Cocaine Cowgirl

Scarface, starring Al Pacino, is one of my favorite movies of all time. In Scarface, Tony Montana’s nemesis is a Bolivian drug lord named Alejandro Sosa, who is based on the actual Colombian drug lord Pablo Escobar. Pablo Escobar is a well known international criminal who played a role in Miami becoming the murder capital of 1980’s America. But few people know of an equally significant drug lord, Escobar’s actual nemesis, who was a woman with nicknames like The Black Widow, the Cocaine Godmother, and La Madrina.

This book, Cocaine Cowgirl, is about that woman, whose actual name was Griselda Blanco.

A Blood-Soaked True Story

The story of Griselda Blanco reads like fiction. She became famous as much for her business acumen in the emerging 1970’s cocaine industry as much for her ruthlessness: she killed men, women, and once a small child. She murdered three of her ex-husbands and her cocaine business brought in $80 million a month at its peak in the late 1970’s.

On December 2nd in 1993, La Madrina’s nemesis Pablo Escobar was shot and killed by the Colombian National Police in Medellin (the same day that I turned 12 years old, by coincidence). By that time, La Madrina had long been apprehended by authorities and was well into her nearly 20-year prison sentence.

Upon her release from prison and deportation to Colombia in 2004, most of her rivals were gone and the war against cocaine that she knew had concluded. She lived a quiet life in Medellin, Colombia and was described as a friendly and amicable old lady. She was born in 1943, the same year as my parents, and was gunned down outside of a butcher’s shop in Medellin. A seemingly fitting fate for someone who had orchestrated and committed so many similar hits herself.

Favorite Passages

“In Miami during the 1970s and early 1980s, Griselda Blanco and her organization had bombed a house, carried out a double murder with machine guns in a crowded shopping mall, had a man stabbed with a bayonet at the airport, and bled, dismembered, or tortured other victims, nearly all of them Colombians, leaving their remains on roadsides, in canals, and on soccer fields. Her assassins strangled six people in a single home.”

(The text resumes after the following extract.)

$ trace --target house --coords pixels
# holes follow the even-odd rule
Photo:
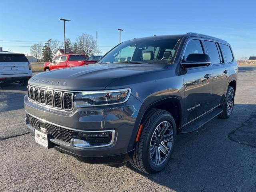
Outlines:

“The ambient violence of Miami in those days— its murder rate in the early 1980s was one of the highest in the world— might have emboldened Griselda, but her own cocaine use likely contributed just as much to her craziness. She and Sepúlveda freebased frequently, and her behavior became looser and more capricious; Uber once described her to an informant as “decadent.” The principal families of the Medellín cartel, the Escobars and the Ochoas, avoided using cocaine and kept their children sheltered from it. Griselda, by contrast, had involved all three of her older sons in the cocaine trade since they were little.”

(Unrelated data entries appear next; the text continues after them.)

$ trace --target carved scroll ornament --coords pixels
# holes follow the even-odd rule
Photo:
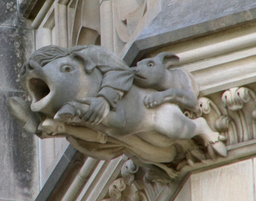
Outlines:
[[[45,47],[32,54],[20,73],[31,104],[13,97],[9,111],[42,138],[65,137],[81,152],[101,159],[125,154],[136,164],[158,167],[174,178],[175,168],[168,164],[181,161],[183,140],[192,145],[190,149],[183,146],[183,155],[193,150],[196,155],[196,147],[205,153],[189,139],[196,136],[210,157],[227,154],[226,138],[207,122],[205,108],[198,104],[194,78],[173,68],[179,60],[162,52],[129,68],[100,46]]]

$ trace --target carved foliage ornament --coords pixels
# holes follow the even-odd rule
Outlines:
[[[45,47],[32,54],[20,73],[31,104],[11,98],[10,113],[42,138],[66,137],[81,152],[101,159],[125,154],[140,166],[158,167],[175,178],[175,168],[168,164],[177,167],[181,160],[179,147],[184,143],[179,140],[192,145],[190,149],[183,146],[183,155],[197,146],[199,152],[194,155],[206,148],[211,158],[227,155],[226,138],[208,119],[207,106],[198,104],[194,78],[173,68],[179,60],[162,52],[129,68],[100,46]],[[199,103],[205,101],[201,98]],[[190,139],[195,136],[202,150]]]

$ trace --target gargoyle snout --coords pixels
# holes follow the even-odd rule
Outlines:
[[[20,74],[20,77],[21,78],[26,74],[42,70],[42,67],[36,62],[28,61],[22,67]]]

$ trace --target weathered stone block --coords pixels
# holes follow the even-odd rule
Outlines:
[[[21,90],[19,74],[34,50],[34,31],[0,27],[0,88]]]
[[[191,176],[192,201],[253,201],[251,159]]]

“Colombians are fastidious about graves , but Griselda’s was unkempt and covered in crabgrass. I could see a very faint trace of magic marker scrawl on the white marble headstone: la madrina. That was all there was by way of tribute.”

Conclusion

Griselda Blanco

Cocaine Cowgirl straddles a number of genres: biography, true crime, history, and sociology. It is about the cocaine industry of the 1970’s and 80’s, Medellin’s history as a cartel city, the trail of blood left by Griselda Blanco herself, and the mysterious circumstances of her death. The timing of this book is remarkable: the author, Jennie Erin Smith, was living in Medellin and was investigating Griselda Blanco at the time of her death. She was given unprecedented access to the home of Griselda’s family and nearly got herself killed pursuing this story. This side-story adds new dimension to the tale of Blanco herself, and breathes vitality into the history behind the Black Widow (pictured at right, in her youth).

The book is a short read, and it gets straight to the point. There are no superfluous chapters here. I greatly appreciate that about this book. It’s a fast read that I recommend.